Porque falamos em sistema alimentar e não cadeia alimentar...

Quem não se lembra de aprender na escola que nós, seres humanos, somos o topo da cadeia alimentar?

Outro dia entrei numa breve conversa sobre a diferença entre cadeia alimentar e sistema alimentar. E, apesar de tudo estar relacionado e ao falarmos de sistema alimentar estarmos falamos diretamente de todos os agentes da cadeia alimentar, a diferença entre um e outro é enorme. Nãoo vamos confundir A com B.

Enquanto o primeiro simboliza exatamente o que aprendemos nas aulas de biologia, o segundo infere tudo aquilo que se refere à produção de alimentos para consumo humano. Dito isso, a cadeia alimentar representa as relações alimentícias desenvolvidas por organismos vivos na busca por continuar vivendo. Ou seja, na cadeia alimentar, a relação matéria_energia representa uma forma de sobrevivência. Em termos mais didáticos, "a cadeia alimentar é um dos ciclos que ocorre no meio ambiente, e essa relação ajuda a equilibrar o ecossistema. Portanto, todas as espécies são extremamente importantes para cada uma das etapas existentes. Supondo que um consumidor secundário seja extinto, por exemplo, todas as relações dessa cadeia serão afetadas". Aqui, animais de todas espécies: seres humanos, bactérias e micro-organismos exercem papéis de similar relevância e importância.

O sistema alimentar por sua vez olha para todos os eixos da produção alimentar. Desde a escolha da semente, passando pelo plantio, colheita, mão de obra, manuseio, embalagem, transporte, ponto de venda, comunicação com os consumidores, consumo de acordo com tendências, tecnologia, até seu impacto em comunidades inteiras, desenvolvimento social e econômico, questões alimentares culturais e políticas, entre outros.

No sistema alimentar todas as partes são analisadas de forma indissociável e os estudiosos dessa área vêm sendo cada vez mais requisitados na busca pelo entendimento de como alimentaremos 10 bilhões de pessoas num futuro próximo. Biodiversidade, sabedoria ancestral, pequenos produtores, monocultura, permacultura, foodtechs — entre outros — são temas em alta no debate de como construíremos um futuro saudável para um Planeta em constante mudança (econômica, populacional, climática, geográfica), e pedem muita atenção.
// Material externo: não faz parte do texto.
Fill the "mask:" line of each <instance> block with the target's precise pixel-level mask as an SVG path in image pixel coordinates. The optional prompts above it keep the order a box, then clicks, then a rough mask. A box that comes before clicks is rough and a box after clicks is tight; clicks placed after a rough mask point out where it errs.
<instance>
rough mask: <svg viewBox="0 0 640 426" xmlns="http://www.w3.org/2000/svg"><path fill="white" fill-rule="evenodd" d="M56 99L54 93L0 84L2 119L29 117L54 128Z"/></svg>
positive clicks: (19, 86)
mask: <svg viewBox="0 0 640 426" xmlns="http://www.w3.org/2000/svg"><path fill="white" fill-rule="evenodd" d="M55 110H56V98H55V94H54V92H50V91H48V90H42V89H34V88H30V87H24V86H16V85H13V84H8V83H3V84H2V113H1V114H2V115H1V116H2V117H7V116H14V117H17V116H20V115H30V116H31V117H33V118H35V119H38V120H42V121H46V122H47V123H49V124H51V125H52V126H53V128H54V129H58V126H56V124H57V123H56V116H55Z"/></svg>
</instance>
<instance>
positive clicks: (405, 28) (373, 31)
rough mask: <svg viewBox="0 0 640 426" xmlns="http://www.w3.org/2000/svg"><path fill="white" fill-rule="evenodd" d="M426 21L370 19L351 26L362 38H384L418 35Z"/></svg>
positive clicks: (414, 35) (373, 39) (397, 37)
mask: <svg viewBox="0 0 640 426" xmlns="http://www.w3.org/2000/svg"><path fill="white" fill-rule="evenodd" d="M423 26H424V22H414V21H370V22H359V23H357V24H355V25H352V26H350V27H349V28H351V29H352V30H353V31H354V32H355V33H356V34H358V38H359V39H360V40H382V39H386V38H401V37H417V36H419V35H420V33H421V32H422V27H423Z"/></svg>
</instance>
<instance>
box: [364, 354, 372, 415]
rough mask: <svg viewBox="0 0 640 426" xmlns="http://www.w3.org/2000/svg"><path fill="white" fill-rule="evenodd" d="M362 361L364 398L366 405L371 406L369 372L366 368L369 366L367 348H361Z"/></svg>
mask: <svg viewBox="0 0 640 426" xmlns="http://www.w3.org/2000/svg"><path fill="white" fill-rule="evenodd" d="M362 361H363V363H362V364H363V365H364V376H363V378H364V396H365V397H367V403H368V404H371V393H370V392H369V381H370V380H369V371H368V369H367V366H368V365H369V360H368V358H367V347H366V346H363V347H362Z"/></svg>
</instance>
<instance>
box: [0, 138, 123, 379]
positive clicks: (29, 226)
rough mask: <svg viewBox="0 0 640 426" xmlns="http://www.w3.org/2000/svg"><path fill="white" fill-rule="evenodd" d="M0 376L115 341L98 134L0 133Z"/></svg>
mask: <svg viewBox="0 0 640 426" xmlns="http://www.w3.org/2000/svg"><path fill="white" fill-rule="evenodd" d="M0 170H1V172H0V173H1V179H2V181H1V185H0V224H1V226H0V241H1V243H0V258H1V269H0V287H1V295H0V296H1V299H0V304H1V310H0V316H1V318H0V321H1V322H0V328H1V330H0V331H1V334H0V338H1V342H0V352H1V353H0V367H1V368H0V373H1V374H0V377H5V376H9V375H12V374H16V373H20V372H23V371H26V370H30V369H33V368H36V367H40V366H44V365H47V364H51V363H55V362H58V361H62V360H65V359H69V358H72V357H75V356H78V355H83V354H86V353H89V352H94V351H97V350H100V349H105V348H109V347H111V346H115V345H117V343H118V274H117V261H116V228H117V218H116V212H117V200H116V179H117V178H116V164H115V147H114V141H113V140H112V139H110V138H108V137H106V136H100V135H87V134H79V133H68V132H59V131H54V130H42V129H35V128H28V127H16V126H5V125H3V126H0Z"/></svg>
A forma como os seres humanos se desenvolveram em torno da agricultura e dos hábitos de consumo tem afetado diretamente a biodiversidade planetária. As técnicas empregadas na pesca comercial causam tremendo desequilíbrio nos ecossistemas aquáticos. A fixação por um "alimento milagroso" põe em risco sementes tão antigas quanto o descobrimento do Brasil. As foodtechs levam à mesa alimentos produzidos de forma jamais imaginada. Ou seja, se não revisitarmos de forma consistente e embasada o atual sistema alimentar desenvolvido para o conforto humano, em breve também teremos quebrado a cadeia alimentar. E os primeiros a serem afetados seremos nós, que nos distanciamos tanto da natureza a ponto de não entendermos mais como produzir nosso sustento de forma orgânica e biológica (interprete essa frase como quiser ;-)).